The discriminator is discarded and the generator can be used in production.

GAN Inference

The generator G takes a random noise vector z with the same properties as used during training as input and applies the transformation G(z).

G returns a 3D voxel representation 03D. More information, in particular on GAN, can be found, e.g., in Jiajun Wu et al.: "Learning a Probabilistic Latent Space of Object Shapes via 3D Generative-Adversarial Modeling", 29th Conference on Neural Information Processing Systems (NIPS 2016), Barcelona, Spain; Lilian Weng: "From GAN to WGAN", arXiv:1904.08994vl [cs.LG] 18 Apr 2019; and Sebastian Lunz et al.: "Inverse Graphics GAN: Learning to Generate 3D Shapes from Unstructured 2D Data", arXiv:2002.12674vl [cs.CV] 28 Feb 2020. All of which are incorporated by reference herein.

Alternatively, VAE may be used instead of GAN. The VAE learns the translation from the 2D representation of an object to the 3D representation of the same object, and then applies it to 2D representations to reconstruct 3D models. Learning this translation requires a large set of 2D -> 3D object pairs.
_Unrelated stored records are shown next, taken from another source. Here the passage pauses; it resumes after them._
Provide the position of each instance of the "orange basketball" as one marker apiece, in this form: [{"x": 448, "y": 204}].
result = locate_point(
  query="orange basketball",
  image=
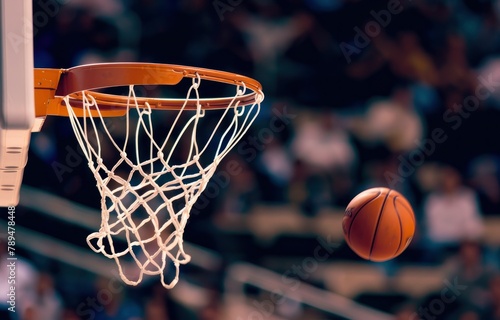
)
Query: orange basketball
[{"x": 378, "y": 224}]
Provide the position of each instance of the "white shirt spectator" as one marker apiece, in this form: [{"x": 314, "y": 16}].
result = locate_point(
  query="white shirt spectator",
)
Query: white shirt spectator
[{"x": 453, "y": 217}]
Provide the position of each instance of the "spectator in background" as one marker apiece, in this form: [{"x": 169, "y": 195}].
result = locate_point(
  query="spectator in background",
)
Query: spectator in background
[
  {"x": 390, "y": 121},
  {"x": 451, "y": 213},
  {"x": 324, "y": 149},
  {"x": 485, "y": 179},
  {"x": 492, "y": 310},
  {"x": 25, "y": 277},
  {"x": 47, "y": 303},
  {"x": 469, "y": 271},
  {"x": 118, "y": 307}
]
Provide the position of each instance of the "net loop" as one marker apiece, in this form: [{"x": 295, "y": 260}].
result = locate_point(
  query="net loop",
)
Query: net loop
[{"x": 150, "y": 169}]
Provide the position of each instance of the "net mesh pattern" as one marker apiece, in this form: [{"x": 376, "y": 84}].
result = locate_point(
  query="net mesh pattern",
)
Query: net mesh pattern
[{"x": 150, "y": 170}]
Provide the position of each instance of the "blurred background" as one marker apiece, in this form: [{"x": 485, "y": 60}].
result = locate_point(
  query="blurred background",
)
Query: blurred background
[{"x": 400, "y": 93}]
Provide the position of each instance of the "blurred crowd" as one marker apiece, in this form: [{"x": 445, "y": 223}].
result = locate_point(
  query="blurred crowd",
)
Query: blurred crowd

GANs require a much smaller amount of 3D training data (<100), because a "real" object can be reused multiple times in pairing with generated objects.

Next, the generated object 03D is saved to the image database D next to the existing 2D image of the same object and the original image uploaded by the user. D now includes the following entry schema:

The original image I or the extracted 2D object are displayed in the app or in the browser on the customer's device 20. Once the customer selects the desired 2D representation and changes into the augmented reality view on his/her device 20, the 3D object is retrieved from the database D via the unique ID and downloaded to the customer's device 20.

Finally, the 3D object is rendered in original size via the customer's camera using an augmented reality framework that is supported by the customer's device 20.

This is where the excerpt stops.